The Mark of Zorro (1920, Fred Niblo)

Douglas Fairbanks is the proto-Batman title character, a rich property owner’s dullard son by day, masked avenger of the poor locals by night. He even has a batcave beneath the mansion, but of course no batmobile because Zorro rides a horse. As “Don Diego,” he bores the lovely Lolita and shames his father, performing handkerchief tricks and playing with shadow puppets – but as Zorro he kicks the asses of oppressors who would beat the natives and over-tax the whites. I liked the swordplay and acrobatics, but I admit I also liked the shadow puppets.

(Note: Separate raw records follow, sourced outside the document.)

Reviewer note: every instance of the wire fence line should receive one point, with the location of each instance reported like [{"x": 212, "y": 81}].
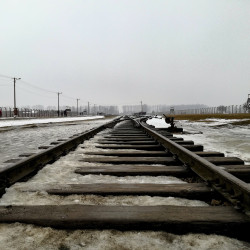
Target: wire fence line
[
  {"x": 231, "y": 109},
  {"x": 6, "y": 112}
]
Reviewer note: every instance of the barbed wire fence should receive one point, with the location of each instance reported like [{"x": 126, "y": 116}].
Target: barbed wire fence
[{"x": 231, "y": 109}]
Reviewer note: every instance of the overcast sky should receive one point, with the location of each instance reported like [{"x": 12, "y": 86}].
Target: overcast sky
[{"x": 125, "y": 51}]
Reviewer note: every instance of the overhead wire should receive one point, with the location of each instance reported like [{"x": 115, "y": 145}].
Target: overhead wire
[{"x": 32, "y": 92}]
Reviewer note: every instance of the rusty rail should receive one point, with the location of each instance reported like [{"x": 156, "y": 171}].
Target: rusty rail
[
  {"x": 230, "y": 187},
  {"x": 29, "y": 166}
]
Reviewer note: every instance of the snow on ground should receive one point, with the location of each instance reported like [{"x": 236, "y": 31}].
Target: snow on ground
[
  {"x": 21, "y": 122},
  {"x": 21, "y": 140},
  {"x": 233, "y": 140},
  {"x": 22, "y": 236}
]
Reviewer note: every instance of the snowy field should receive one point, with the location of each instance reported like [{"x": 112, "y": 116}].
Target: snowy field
[
  {"x": 19, "y": 139},
  {"x": 22, "y": 122},
  {"x": 21, "y": 236},
  {"x": 232, "y": 140}
]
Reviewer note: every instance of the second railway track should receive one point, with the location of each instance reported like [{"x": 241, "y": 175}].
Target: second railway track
[{"x": 129, "y": 147}]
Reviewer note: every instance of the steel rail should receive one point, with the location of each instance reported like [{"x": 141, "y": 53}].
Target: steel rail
[
  {"x": 29, "y": 166},
  {"x": 230, "y": 187}
]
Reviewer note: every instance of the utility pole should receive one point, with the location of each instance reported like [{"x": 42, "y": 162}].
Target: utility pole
[
  {"x": 15, "y": 108},
  {"x": 77, "y": 105},
  {"x": 58, "y": 111}
]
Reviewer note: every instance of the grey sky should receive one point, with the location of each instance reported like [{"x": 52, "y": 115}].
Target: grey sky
[{"x": 122, "y": 52}]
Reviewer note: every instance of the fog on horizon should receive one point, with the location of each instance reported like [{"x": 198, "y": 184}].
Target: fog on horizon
[{"x": 124, "y": 52}]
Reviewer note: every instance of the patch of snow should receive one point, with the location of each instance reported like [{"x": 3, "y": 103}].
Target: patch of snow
[{"x": 21, "y": 122}]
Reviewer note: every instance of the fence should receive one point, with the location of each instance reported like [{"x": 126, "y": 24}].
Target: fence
[
  {"x": 232, "y": 109},
  {"x": 6, "y": 112}
]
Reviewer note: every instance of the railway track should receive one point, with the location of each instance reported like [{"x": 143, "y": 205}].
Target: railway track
[{"x": 129, "y": 147}]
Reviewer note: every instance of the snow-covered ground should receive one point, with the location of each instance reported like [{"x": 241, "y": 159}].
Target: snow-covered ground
[
  {"x": 21, "y": 139},
  {"x": 22, "y": 122},
  {"x": 21, "y": 236},
  {"x": 232, "y": 140}
]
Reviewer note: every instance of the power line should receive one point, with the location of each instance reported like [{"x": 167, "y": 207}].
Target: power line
[
  {"x": 34, "y": 86},
  {"x": 32, "y": 92},
  {"x": 6, "y": 76}
]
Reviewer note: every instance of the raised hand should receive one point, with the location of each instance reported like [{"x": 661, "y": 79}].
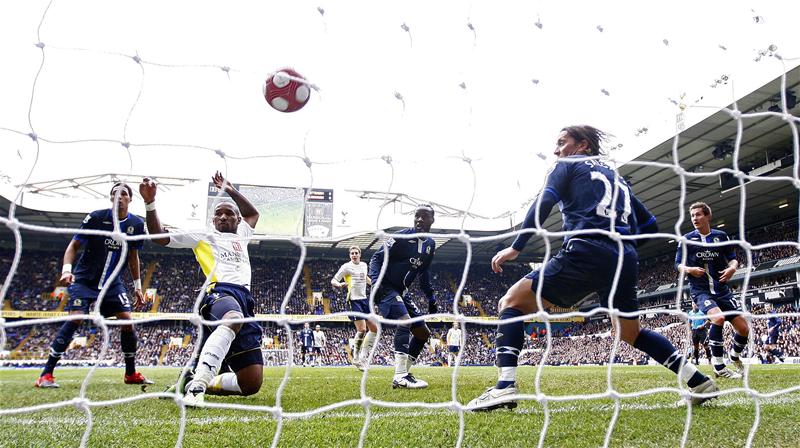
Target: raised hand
[
  {"x": 219, "y": 181},
  {"x": 507, "y": 254},
  {"x": 148, "y": 188},
  {"x": 66, "y": 279}
]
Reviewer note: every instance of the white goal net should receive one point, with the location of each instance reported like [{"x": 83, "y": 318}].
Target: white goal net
[{"x": 453, "y": 104}]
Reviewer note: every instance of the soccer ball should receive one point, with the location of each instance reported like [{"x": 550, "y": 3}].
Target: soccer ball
[{"x": 284, "y": 94}]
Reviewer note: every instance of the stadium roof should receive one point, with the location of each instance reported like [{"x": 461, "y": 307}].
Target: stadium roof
[{"x": 765, "y": 150}]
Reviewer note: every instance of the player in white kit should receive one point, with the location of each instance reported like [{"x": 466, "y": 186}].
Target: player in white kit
[
  {"x": 353, "y": 275},
  {"x": 453, "y": 344}
]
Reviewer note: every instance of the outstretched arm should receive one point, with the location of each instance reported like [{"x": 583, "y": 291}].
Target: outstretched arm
[
  {"x": 248, "y": 211},
  {"x": 148, "y": 189},
  {"x": 69, "y": 257},
  {"x": 133, "y": 266}
]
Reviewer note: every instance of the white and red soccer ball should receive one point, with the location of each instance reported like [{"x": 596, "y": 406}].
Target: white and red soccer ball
[{"x": 285, "y": 94}]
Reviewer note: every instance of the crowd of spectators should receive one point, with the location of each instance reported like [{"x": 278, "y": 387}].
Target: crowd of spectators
[
  {"x": 178, "y": 281},
  {"x": 571, "y": 344}
]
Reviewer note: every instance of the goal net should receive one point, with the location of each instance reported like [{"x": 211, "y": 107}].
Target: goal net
[{"x": 454, "y": 105}]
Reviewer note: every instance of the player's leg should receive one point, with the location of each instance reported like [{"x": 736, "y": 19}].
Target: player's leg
[
  {"x": 715, "y": 339},
  {"x": 216, "y": 347},
  {"x": 658, "y": 347},
  {"x": 246, "y": 365},
  {"x": 392, "y": 306},
  {"x": 420, "y": 333},
  {"x": 361, "y": 330},
  {"x": 741, "y": 333},
  {"x": 128, "y": 343},
  {"x": 772, "y": 344},
  {"x": 80, "y": 298},
  {"x": 369, "y": 342},
  {"x": 518, "y": 301},
  {"x": 118, "y": 304},
  {"x": 59, "y": 346}
]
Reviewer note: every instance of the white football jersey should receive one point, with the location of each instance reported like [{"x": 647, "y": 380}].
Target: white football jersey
[
  {"x": 228, "y": 251},
  {"x": 355, "y": 275},
  {"x": 319, "y": 338},
  {"x": 454, "y": 336}
]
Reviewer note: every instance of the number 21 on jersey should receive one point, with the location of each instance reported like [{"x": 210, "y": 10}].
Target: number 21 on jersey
[{"x": 604, "y": 207}]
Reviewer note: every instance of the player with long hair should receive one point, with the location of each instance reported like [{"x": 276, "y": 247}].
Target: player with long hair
[{"x": 584, "y": 186}]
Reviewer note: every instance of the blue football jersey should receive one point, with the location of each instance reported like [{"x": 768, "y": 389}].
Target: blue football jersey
[
  {"x": 697, "y": 319},
  {"x": 409, "y": 258},
  {"x": 712, "y": 259},
  {"x": 101, "y": 253},
  {"x": 584, "y": 191},
  {"x": 307, "y": 337}
]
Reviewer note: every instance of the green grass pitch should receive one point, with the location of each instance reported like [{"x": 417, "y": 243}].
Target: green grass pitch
[{"x": 647, "y": 421}]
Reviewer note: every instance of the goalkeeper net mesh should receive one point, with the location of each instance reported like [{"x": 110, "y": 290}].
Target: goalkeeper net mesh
[{"x": 415, "y": 47}]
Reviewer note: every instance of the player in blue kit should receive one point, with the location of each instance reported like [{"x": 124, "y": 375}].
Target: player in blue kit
[
  {"x": 408, "y": 260},
  {"x": 306, "y": 336},
  {"x": 709, "y": 268},
  {"x": 100, "y": 257},
  {"x": 773, "y": 333},
  {"x": 222, "y": 254},
  {"x": 584, "y": 189},
  {"x": 699, "y": 324}
]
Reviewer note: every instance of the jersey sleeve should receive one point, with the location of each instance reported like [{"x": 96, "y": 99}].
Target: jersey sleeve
[
  {"x": 645, "y": 221},
  {"x": 730, "y": 251},
  {"x": 376, "y": 262},
  {"x": 244, "y": 229},
  {"x": 556, "y": 187},
  {"x": 138, "y": 229},
  {"x": 90, "y": 222},
  {"x": 186, "y": 240},
  {"x": 425, "y": 275},
  {"x": 679, "y": 255}
]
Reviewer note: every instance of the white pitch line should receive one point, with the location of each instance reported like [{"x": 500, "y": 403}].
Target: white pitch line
[{"x": 726, "y": 401}]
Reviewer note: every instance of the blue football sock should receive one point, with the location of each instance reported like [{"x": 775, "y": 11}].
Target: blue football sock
[
  {"x": 509, "y": 340},
  {"x": 59, "y": 345},
  {"x": 660, "y": 349},
  {"x": 415, "y": 346},
  {"x": 739, "y": 344},
  {"x": 401, "y": 340},
  {"x": 127, "y": 341}
]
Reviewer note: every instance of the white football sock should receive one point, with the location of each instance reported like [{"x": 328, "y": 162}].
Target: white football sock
[
  {"x": 366, "y": 347},
  {"x": 211, "y": 356},
  {"x": 400, "y": 364},
  {"x": 227, "y": 382},
  {"x": 508, "y": 374}
]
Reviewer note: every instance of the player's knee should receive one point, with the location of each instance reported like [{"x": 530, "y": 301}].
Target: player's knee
[
  {"x": 741, "y": 327},
  {"x": 235, "y": 326}
]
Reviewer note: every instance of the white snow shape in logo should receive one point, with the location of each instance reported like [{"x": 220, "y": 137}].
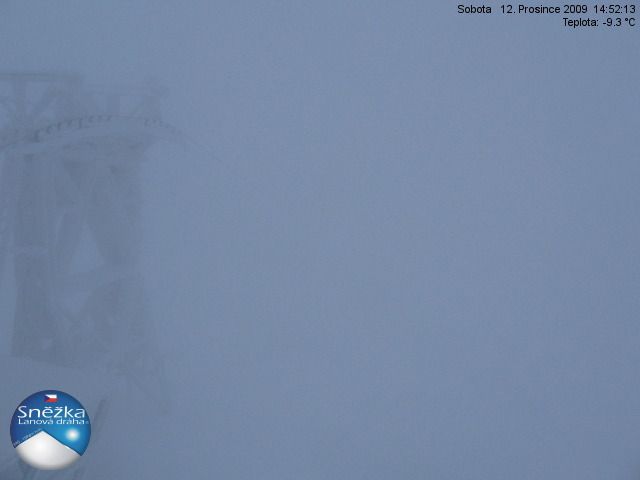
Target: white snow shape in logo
[{"x": 46, "y": 453}]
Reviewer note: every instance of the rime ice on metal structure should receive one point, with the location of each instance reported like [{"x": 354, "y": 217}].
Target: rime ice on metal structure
[{"x": 69, "y": 219}]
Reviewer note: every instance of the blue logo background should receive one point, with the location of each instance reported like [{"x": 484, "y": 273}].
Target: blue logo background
[{"x": 75, "y": 436}]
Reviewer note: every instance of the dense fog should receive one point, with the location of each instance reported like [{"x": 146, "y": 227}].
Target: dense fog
[{"x": 399, "y": 242}]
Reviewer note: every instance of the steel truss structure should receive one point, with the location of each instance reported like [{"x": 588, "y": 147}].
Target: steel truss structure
[{"x": 69, "y": 226}]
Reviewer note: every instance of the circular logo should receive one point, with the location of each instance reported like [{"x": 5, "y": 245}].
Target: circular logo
[{"x": 50, "y": 430}]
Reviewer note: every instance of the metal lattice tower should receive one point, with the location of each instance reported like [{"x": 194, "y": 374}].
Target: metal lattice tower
[{"x": 69, "y": 221}]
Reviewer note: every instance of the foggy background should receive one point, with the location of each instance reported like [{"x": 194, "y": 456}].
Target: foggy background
[{"x": 407, "y": 246}]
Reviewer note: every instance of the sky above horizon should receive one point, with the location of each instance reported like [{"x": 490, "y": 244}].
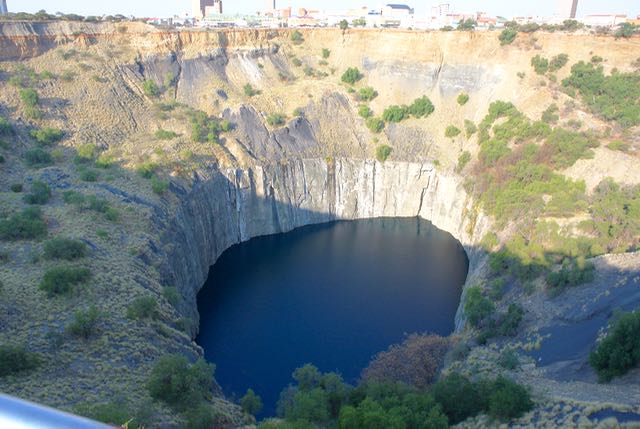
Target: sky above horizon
[{"x": 154, "y": 8}]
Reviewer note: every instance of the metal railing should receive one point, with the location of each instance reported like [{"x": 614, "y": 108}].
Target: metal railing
[{"x": 20, "y": 414}]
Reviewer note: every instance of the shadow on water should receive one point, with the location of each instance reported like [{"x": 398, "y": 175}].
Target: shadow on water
[{"x": 333, "y": 294}]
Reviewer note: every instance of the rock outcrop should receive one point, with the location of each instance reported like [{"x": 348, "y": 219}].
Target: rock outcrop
[{"x": 234, "y": 205}]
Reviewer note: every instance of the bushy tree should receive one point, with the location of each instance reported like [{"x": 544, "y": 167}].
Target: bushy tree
[
  {"x": 181, "y": 384},
  {"x": 351, "y": 75},
  {"x": 383, "y": 152},
  {"x": 452, "y": 131},
  {"x": 16, "y": 359},
  {"x": 375, "y": 125},
  {"x": 619, "y": 351},
  {"x": 28, "y": 224},
  {"x": 508, "y": 36},
  {"x": 395, "y": 113},
  {"x": 40, "y": 193},
  {"x": 251, "y": 403},
  {"x": 477, "y": 307},
  {"x": 47, "y": 136},
  {"x": 150, "y": 88},
  {"x": 61, "y": 279},
  {"x": 143, "y": 308},
  {"x": 64, "y": 248},
  {"x": 84, "y": 323},
  {"x": 421, "y": 107},
  {"x": 416, "y": 361}
]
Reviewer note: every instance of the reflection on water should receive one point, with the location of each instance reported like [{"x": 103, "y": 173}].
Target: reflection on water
[{"x": 331, "y": 294}]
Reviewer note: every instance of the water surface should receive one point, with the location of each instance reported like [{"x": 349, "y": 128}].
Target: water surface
[{"x": 332, "y": 294}]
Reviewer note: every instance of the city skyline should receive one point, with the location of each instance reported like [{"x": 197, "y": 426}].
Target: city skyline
[{"x": 150, "y": 8}]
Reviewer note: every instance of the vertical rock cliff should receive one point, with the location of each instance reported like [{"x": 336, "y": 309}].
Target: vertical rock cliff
[{"x": 231, "y": 206}]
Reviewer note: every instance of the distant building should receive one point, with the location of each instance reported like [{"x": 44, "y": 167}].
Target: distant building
[
  {"x": 270, "y": 6},
  {"x": 604, "y": 20},
  {"x": 199, "y": 7},
  {"x": 396, "y": 10},
  {"x": 567, "y": 8}
]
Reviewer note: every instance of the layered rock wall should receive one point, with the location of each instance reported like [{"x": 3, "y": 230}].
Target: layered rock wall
[{"x": 234, "y": 205}]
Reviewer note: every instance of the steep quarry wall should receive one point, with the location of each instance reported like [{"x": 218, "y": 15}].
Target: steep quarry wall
[{"x": 234, "y": 205}]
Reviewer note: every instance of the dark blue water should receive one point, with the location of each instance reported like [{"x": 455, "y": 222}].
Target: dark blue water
[{"x": 332, "y": 295}]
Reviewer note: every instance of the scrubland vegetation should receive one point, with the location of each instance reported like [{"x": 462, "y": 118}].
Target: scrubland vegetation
[{"x": 325, "y": 400}]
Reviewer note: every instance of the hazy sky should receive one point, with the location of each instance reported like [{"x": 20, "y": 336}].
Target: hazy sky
[{"x": 146, "y": 8}]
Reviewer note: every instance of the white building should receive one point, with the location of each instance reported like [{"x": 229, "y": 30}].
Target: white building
[
  {"x": 567, "y": 8},
  {"x": 604, "y": 20}
]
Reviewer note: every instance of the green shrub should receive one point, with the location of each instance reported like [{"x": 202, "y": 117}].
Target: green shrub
[
  {"x": 477, "y": 308},
  {"x": 16, "y": 359},
  {"x": 421, "y": 107},
  {"x": 25, "y": 225},
  {"x": 147, "y": 169},
  {"x": 171, "y": 294},
  {"x": 615, "y": 97},
  {"x": 47, "y": 136},
  {"x": 452, "y": 131},
  {"x": 88, "y": 175},
  {"x": 395, "y": 113},
  {"x": 84, "y": 323},
  {"x": 165, "y": 135},
  {"x": 150, "y": 88},
  {"x": 85, "y": 153},
  {"x": 416, "y": 361},
  {"x": 558, "y": 62},
  {"x": 470, "y": 128},
  {"x": 459, "y": 397},
  {"x": 105, "y": 161},
  {"x": 508, "y": 359},
  {"x": 143, "y": 308},
  {"x": 619, "y": 351},
  {"x": 5, "y": 127},
  {"x": 550, "y": 115},
  {"x": 619, "y": 146},
  {"x": 383, "y": 152},
  {"x": 29, "y": 97},
  {"x": 115, "y": 413},
  {"x": 276, "y": 119},
  {"x": 351, "y": 75},
  {"x": 573, "y": 274},
  {"x": 540, "y": 64},
  {"x": 508, "y": 400},
  {"x": 296, "y": 37},
  {"x": 40, "y": 193},
  {"x": 159, "y": 186},
  {"x": 463, "y": 98},
  {"x": 374, "y": 124},
  {"x": 365, "y": 111},
  {"x": 251, "y": 403},
  {"x": 508, "y": 324},
  {"x": 463, "y": 160},
  {"x": 201, "y": 416},
  {"x": 508, "y": 36},
  {"x": 64, "y": 248},
  {"x": 180, "y": 384},
  {"x": 38, "y": 158},
  {"x": 61, "y": 280},
  {"x": 367, "y": 93}
]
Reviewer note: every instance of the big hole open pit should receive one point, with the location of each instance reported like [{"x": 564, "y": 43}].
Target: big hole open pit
[{"x": 333, "y": 294}]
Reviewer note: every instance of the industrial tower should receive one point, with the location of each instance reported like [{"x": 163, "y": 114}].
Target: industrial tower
[{"x": 567, "y": 8}]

The first of at least thirty Zorro movies. Fairbanks was transitioning from comic hero to action star, would somewhat reprise his role in Son of Zorro five years later. Niblo was probably best-known for directing the original Ben-Hur. Very good live organ score at the Fox.

preceded by…
Three For Breakfast (1948, Jack Hannah)
An uncensored vintage Disney cartoon complete with culturally-insensitive Asian caricatures. Donald sees his pancakes stolen by Chip ‘n Dale (chattery, but with no actual dialogue), cooks up a rubber-cement pancake to thwart them, but fails, gets brutally beaten for refusing to share his meal with home intruders.